When he was asked to say the things that Ifa does not recommend, the Ifa Priest said, “Ifa is a moral guidance on earth, and its adherents are morally upright group of people on earth. No hypocrisy here. No infidelity here. No corruption here. No intrigues here. That is why we are always at peace with ourselves at all time. You cannot find us engaging in immoral acts because they are against the tenets of Ifa.”
The Ifa Priest like every person with a belief in any of the African aboriginal belief-systems would not say much, because spirituality, not religion, is their way of life. No traditional-initiate would demean himself or herself the way Priests of Islam and Christianity in Nigeria do before politicians – all for monetary gain.
Remember that it was widespread early this year that a traditional ruler in Enugu was reported to have told Mbaka to resign and join partisan politics due to his loquacious tendencies in political matters.
An online media platform had in January this year reported that when Mbaka told the then President Goodluck Jonathan in his New Year message that Jonathan should forget re-election for lack of performance, the traditional ruler said, “It is better for Mbaka to join politics, contest election to have a taste of power other than calling people names, asking the president to resign. Who actually made Fr. Mbaka a Judge that determines who should be entrusted with power. Rev. Fr. Mbaka should resign as a priest and join politics since he has shifted from God’s vineyard to politics.”
Like Pope Benedict warned Catholic Priests to face issues that matter to spirituality, the traditional ruler had added, “The name Mbaka is an identity and not the human as there is nothing so special, simply because he is a priest in Catholic. Let him face the Catholic faithful, evangelize to win souls for God rather than tongue-lashing the president as being corrupt. The Catholic preacher ought to have devoted more time, fasting and praying for the release of the Chibok girls than apportioning blames for insecurity.”

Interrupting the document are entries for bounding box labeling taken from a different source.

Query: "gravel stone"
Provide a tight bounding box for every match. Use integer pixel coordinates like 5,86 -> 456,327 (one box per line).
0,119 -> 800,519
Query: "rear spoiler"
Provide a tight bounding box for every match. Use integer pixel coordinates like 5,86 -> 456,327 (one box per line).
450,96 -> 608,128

The likes of Mbaka are in the trade with the name of ‘God’ just because the constitution recognises the two religions of Islam and Christianity. This is the reason, like the Ifa Priest would say that when those who are supposed to make policies that would promote culture and tradition are not publicly identifying with the culture, the culture will suffer.
Our once well known upright ways of life are dying and foreign cultures and the religions of the Mbakas are having a field day. According to the Ifa Priest, and our children will be swept away by the wave unfortunately. The moral lesson is now left for parents to teach their children their culture.
“But are the parents themselves not part of the problem? Every parent wants his children to speak English language. They have ignorantly reduced our language to vernacular, unfortunately. They are promoting other people’s languages to be seen as being educated,” the Ifa Priest said.
He continued, saying, “They forget or rather don’t know that a child assimilate studies better with his own language. In China, for example, the Chinese language is so dear to them, and they are better for it. Are Chinese not growing in the world? Is China not a powerful country today? This is what we are missing. But I must say that there is hope. Last year, there were a lot of awareness programmes on the need to protect our language from extinction. I attended some of these programmes and saw some seriousness on the part of the organisers. I think, this is the type of effort we need to seriously save our language.”